A little Taste of Home ... Mom's Biscuits/Scones

Thursday 10 April 2014

It is no secret . . . my mother makes the best baking powder biscuits in the world! There is no denying it.

Light, flakey and oh so scrummy . . . with soups, with stews, and on their own . . .
Served up warm with butter and honey . . . or some preserves . . . my . . . my . . . my. You just can't beat them!

There's no surprises here. They're really quite simple, nothing too out of the ordinary, but there are a few tricks to the success of them.

First, light handling. Don't be rough with them. A light touch is the secret behind the flakiness . . . too much handiwork and you get a tough biscuit.

If you want straight sided, tall biscuits . . . pat them out fairly thick, 1/2 inch will do and then cut them with a sharp tap down with the biscuit cutter . . . carefully lift the cutter straight up again. Don't twist, or you'll get lopsided.

Oh they'll still taste delicious, but aesthetically speaking . . . straight sided look oh so much better.

Yep . . . my mom does make the best baking powder biscuits in the world . . . and now you can too!

*Mom's Baking Powder Biscuits*
Makes about 36
Printable Recipe

My mom makes the best baking powder biscuits in the world. Now you can too.

17 ounces plain flour (4 cups)
8 tsp baking powder
1 tsp salt
2 TBS granulated sugar
8 ounces white shortening (1 cup)
2 large free range eggs
12 fluid ounces milk (1 1/2 cups)

Preheat the oven to 180*C/350*F/ gas mark 4. You will need several large baking sheets. No need to grease them.

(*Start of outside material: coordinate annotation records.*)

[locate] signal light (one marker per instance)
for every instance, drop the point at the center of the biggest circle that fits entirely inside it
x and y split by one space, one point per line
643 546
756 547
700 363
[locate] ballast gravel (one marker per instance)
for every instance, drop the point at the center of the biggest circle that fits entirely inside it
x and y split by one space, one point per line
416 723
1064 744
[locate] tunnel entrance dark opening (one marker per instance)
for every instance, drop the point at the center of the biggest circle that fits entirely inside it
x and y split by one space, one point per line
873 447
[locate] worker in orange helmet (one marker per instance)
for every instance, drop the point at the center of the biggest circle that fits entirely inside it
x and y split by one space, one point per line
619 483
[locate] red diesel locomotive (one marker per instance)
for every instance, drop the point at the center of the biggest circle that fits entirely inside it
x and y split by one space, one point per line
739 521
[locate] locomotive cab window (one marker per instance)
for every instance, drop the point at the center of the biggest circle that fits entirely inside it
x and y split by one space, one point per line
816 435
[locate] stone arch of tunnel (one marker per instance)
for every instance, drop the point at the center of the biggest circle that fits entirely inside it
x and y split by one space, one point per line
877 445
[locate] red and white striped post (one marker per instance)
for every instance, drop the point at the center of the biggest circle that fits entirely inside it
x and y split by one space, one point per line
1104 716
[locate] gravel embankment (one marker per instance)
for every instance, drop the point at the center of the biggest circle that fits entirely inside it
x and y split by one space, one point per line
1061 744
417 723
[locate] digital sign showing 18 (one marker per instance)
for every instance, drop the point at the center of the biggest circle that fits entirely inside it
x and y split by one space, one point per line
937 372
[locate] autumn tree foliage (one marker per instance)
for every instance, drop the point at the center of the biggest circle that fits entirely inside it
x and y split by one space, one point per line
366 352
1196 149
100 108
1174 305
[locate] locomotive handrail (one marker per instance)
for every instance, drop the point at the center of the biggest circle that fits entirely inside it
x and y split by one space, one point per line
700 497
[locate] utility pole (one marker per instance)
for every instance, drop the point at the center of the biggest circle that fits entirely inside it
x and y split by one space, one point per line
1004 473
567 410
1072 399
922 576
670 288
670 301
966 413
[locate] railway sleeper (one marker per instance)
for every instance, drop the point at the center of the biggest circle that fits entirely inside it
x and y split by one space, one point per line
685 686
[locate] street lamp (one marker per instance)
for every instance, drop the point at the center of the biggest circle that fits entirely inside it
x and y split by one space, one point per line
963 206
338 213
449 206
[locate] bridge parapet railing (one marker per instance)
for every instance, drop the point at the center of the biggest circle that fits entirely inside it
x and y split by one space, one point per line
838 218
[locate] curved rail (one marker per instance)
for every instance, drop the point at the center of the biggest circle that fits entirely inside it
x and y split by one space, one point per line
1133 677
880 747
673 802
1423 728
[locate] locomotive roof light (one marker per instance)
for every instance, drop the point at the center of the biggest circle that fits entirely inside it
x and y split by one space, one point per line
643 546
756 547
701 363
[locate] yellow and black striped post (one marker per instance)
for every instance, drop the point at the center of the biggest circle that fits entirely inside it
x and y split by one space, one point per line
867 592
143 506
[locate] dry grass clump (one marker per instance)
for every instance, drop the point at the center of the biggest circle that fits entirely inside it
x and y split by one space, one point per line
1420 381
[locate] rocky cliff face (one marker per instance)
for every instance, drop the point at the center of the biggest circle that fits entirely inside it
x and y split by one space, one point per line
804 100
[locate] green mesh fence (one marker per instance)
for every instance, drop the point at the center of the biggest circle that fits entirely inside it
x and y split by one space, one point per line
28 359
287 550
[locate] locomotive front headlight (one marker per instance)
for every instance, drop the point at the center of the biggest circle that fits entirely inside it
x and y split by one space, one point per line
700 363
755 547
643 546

Whisk together the flour, baking powder, salt and sugar in a bowl. Drop in the shortening and cut it in with two round bladed knives or a pastry blender until the mixture resembles coarse crumbs. Beat together the milk and eggs until well combined. Add to the dry mixture and stir with a fork until you have a soft dough. You may not need all the liquid. Turn out onto a lightly floured board and knead a few times. Pat out to 1/2 inch thickness. Cut out with a sharp 2 inch round cutter, giving the cutter a sharp tap straight down and up without twisting. (Twisting will give you lop sided biscuits.) Place onto the baking sheets, leaving some space in between the biscuits for crispy all around biscuits, or close together for soft sided biscuits.

Bake for 20 to 25 minutes, until well risen and browned. Serve warm. Any leftovers can be stored in an airtight container and reheated in the microwave for a few seconds. These also freeze really well.


  1. My mother also made these when I was growing up, I thought they were scones. If she added a little more sugar, they became her version of shortcake for strawberries or stewed rhubarb.

  2. Thanks Monique! They are grand for sure. Simple and wonderful.

    Colleen, scones and biscuits are quite different. Scones usually use all butter and have a shorter texture. But whatever you call them, they're delicious and never more so than when topped with sweetened crushed berries and some softly whipped cream.

  3. They look beautiful. I love the way the butter is just melting in to them - really makes me want to eat one!

  4. I do hope that you will try them for yourself! xx

  5. Yum! I feel a scone and strawberry jam afternoon tea will be made tomorrow. I haven't had them in ages.

    Can I ask you what "white shortening" is? My gran always used lard in her scones (and they turned out so light and fluffy).

  6. these are the biscuits my mum made and i make, I could eat them everyday and o make them at least twice a week, I would rather eat these than bread! I eat them with butter and jam, with egg and bacon, with cheese, in stew or soup, yup, I am a biscuit houndd, Iw ill try these for sure they are lovely!

  7. Hi Marie, it is like white flora. I don't know what the Swedish equivalent is. It is a white vegetable fat.

    Laurie, I know! Biscuits are soooo good. I could eat them any day of the week and with anything too! I hope you do make these!

  8. I forgot to look at this again. There is no such product here and I don't remember having it in Australia either. I'd heard that Americans use something called Crisco but we had no idea what that was. We only had lard, beef dripping or copha.

  9. Try the lard Marie, or mix it half and half with butter. I think that might work well! Let me know how you get on! xx

  10. Very tender but tasteless. Won't be making these again.

    1. I'm not sure what you expect then to taste like? Perhaps your ingredients were not that fresh?